A dramatic drop in the price of natural gas and oil is largely to blame for the expected precipitous decline in severance taxes, said Steve Colby, a research contractor with the Colorado Department of Local Affairs, the agency charged with distributing half the state's severance tax.
"This is worse than we expected," he said. "We are being more thoughtful and constrained in our use of funds."
The department distributes 15 percent of the severance taxes, which are paid on minerals removed or "severed" from the ground, to cities and municipalities, and 35 percent in loans and grants to specific projects.
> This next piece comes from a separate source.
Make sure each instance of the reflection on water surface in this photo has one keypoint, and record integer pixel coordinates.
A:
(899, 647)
The other half of the severance-tax money goes to the Colorado Department of Natural Resources, which uses it to fund water conservation, wildlife and environmental programs.
The direct payments from Local Affairs to Colorado communities are supposed to offset the impacts of drilling on roads, schools and public services.
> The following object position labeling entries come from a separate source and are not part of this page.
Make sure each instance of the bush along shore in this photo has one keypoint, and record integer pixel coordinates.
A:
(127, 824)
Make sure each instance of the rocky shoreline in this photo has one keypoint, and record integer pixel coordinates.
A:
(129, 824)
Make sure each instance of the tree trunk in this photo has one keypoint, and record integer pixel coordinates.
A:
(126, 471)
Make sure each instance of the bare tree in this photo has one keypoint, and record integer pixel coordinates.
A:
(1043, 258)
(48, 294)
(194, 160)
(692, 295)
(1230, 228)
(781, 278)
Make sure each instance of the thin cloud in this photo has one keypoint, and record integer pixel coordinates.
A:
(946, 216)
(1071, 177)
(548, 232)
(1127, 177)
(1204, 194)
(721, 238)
"If the projections turn out to be accurate, counties will continue to be in a fiscal pickle,": said Chip Taylor, director of legislative affairs at Colorado Counties Inc. "They may have to look for revenue someplace else, or start to cut discretionary programs."
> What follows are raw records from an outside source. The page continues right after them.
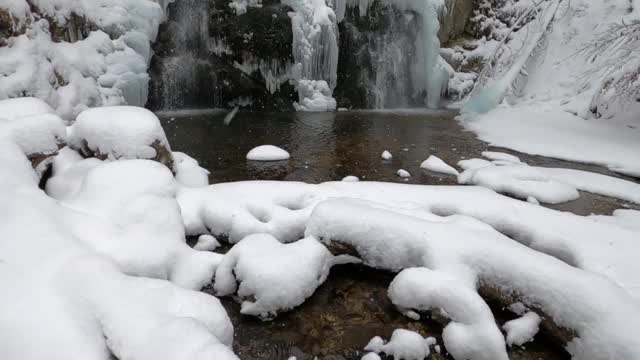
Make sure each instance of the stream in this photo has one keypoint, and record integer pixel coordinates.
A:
(352, 306)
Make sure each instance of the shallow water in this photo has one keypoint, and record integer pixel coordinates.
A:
(352, 306)
(330, 146)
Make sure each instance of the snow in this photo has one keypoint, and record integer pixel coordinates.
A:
(371, 356)
(267, 153)
(557, 103)
(404, 344)
(104, 271)
(510, 176)
(118, 132)
(188, 171)
(435, 164)
(105, 67)
(403, 173)
(500, 156)
(350, 178)
(523, 329)
(273, 275)
(314, 95)
(206, 242)
(546, 131)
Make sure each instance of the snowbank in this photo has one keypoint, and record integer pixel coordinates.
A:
(510, 176)
(80, 270)
(559, 101)
(554, 133)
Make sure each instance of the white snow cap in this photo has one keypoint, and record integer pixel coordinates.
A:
(523, 329)
(403, 173)
(206, 242)
(277, 276)
(404, 344)
(350, 178)
(536, 184)
(267, 153)
(188, 171)
(436, 164)
(118, 132)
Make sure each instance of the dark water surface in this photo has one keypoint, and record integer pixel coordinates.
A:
(330, 146)
(352, 305)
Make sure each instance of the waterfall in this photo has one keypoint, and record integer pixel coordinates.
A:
(184, 72)
(405, 54)
(311, 55)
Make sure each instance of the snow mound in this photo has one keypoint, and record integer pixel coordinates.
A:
(350, 178)
(206, 243)
(472, 334)
(548, 185)
(275, 276)
(86, 270)
(404, 344)
(403, 173)
(267, 153)
(523, 329)
(435, 164)
(521, 181)
(120, 132)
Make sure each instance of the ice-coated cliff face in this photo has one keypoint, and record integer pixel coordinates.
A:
(78, 54)
(301, 54)
(309, 55)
Plunging severance-tax revenues will hit cities such as Rifle in western Colorado that largely depend on the money to improve infrastructure damaged by energy development.
"It's certainly not a heart-warming projection," said Rifle Mayor Keith Lambert. "I wouldn't have expected that extreme of a drop in 2010.
"But we have always been conservative in our budget because we knew we could not depend on severance-tax distributions."
Rifle received more than $1 million in severance-tax revenue in fiscal year 2008, compared to $405,831 in fiscal year 2007.
The city has suffered the vagaries of severance-tax revenues in the past when an oil-shale bust in the 1980s dried up revenues. Today, the city uses the severance-tax revenues to fund capital projects only and not to run its day-to-day operations.
Even so, the drop in revenues would put plans to replace aging sewer and water lines, build roundabouts to ease traffic congestion and build an entrance to Rifle from Interstate 70 on the back burner.
Garfield County, however, hopes the steep drop in severance-tax revenues will be offset by higher local property taxes in 2010. The county received more than $4 million in severance taxes in fiscal year 2008.
Local property taxes are collected on the value of gas and oil production from two years ago, while severance tax is based on production value just three to six months prior.
So the steep decline in energy prices in 2009 won't be reflected in property taxes until 2011, said Garfield County Assessor John Gorman.
"We will feel a huge impact in 2011, unless something turns around," Gorman said.